1. geht es definitiv
2. wenn irgendwas nicht geht dann öffnest du die jar mit Winzip oder mit Winrar und fügst die HTML seite ein


----------



## thE_29 (4. Mai 2005)

Dann erklärt ihm mal einer wie das geht!

Beim JBuilder könnt ich das machen, nur die Eclipse user (es gibt ja soviele, nur sehe ich selten einen der anderen das erklärt) sagen nie was wie was in der ...... IDE geht 

Vielleicht ist sie halt doch net so supi  

Aber das ist ein anderes Thema :bae:


----------



## KSG9|sebastian (4. Mai 2005)

bei mir geht es

rechtsklick -> exportieren -> jarfile dann kann hat man ein paar optionen was man alles exportieren will.

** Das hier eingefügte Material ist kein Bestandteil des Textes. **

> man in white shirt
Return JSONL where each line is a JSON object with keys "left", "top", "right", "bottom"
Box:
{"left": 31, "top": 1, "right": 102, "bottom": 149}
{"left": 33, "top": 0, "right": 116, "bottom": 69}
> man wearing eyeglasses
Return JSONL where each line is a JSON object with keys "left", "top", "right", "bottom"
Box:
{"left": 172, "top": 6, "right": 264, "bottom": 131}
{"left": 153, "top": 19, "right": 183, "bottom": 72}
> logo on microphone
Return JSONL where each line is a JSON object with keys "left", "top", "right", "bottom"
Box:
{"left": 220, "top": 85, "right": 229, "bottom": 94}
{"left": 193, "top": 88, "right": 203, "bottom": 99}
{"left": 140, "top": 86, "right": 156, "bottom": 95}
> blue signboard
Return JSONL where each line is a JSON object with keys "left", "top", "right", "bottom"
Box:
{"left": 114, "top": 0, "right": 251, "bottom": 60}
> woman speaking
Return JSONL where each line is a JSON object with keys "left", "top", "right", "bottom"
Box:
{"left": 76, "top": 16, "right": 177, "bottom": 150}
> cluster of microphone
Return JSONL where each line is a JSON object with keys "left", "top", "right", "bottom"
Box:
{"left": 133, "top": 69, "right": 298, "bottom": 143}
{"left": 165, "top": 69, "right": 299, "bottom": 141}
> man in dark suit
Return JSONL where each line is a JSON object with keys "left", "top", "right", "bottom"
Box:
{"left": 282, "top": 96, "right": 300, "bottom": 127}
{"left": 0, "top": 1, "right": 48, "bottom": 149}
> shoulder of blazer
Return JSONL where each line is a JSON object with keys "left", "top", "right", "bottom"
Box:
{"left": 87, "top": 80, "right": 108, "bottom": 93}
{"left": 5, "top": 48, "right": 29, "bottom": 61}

hast du mal an ein war-file gedacht , oder wofür hast du html seiten drin ?


----------



## Rumborak (4. Mai 2005)

...also das Dingens ist so eine GUI für ein Framework, bestehen aus lauter Workshops zu einzelnen Java-Themen - und da bin ich halt auf HTML gekommen, weil sich da die ganzen Dokumente sehr leicht formatieren lassen.

Angeklickt hab ich das in Eclipse (Version 3.02) alles schon. Der macht auch überall brav ein Häkchen hin - nur gehen tut das halt dann trotzdem nicht... :bahnhof:


----------



## 0xdeadbeef (4. Mai 2005)

Also mit FatJar (Jar Plugin für Eclipse) geht es definitiv, benutze ich selber (HTML-Seite in Jar als Online-Hilfe anzeigen).


----------



## Rumborak (4. Mai 2005)

0xdeadbeef hat gesagt.:
			
		

> Also mit FatJar (Jar Plugin für Eclipse) geht es definitiv, benutze ich selber (HTML-Seite in Jar als Online-Hilfe anzeigen).



Danke für den Tip! Ich werd´s mal ausprobieren....


----------



## Roar (4. Mai 2005)

schau dir mal den eaglemanager an: http://steagleeye.dnsalias.net/


----------



## Rumborak (4. Mai 2005)

Was ist denn eigentlich, wenn er die externen Files zwar alle ins Archiv packt, er aber beim Ausführen der JAR-Datei diese nicht laden kann? Also in Eclipse funktioniert alles prima!


----------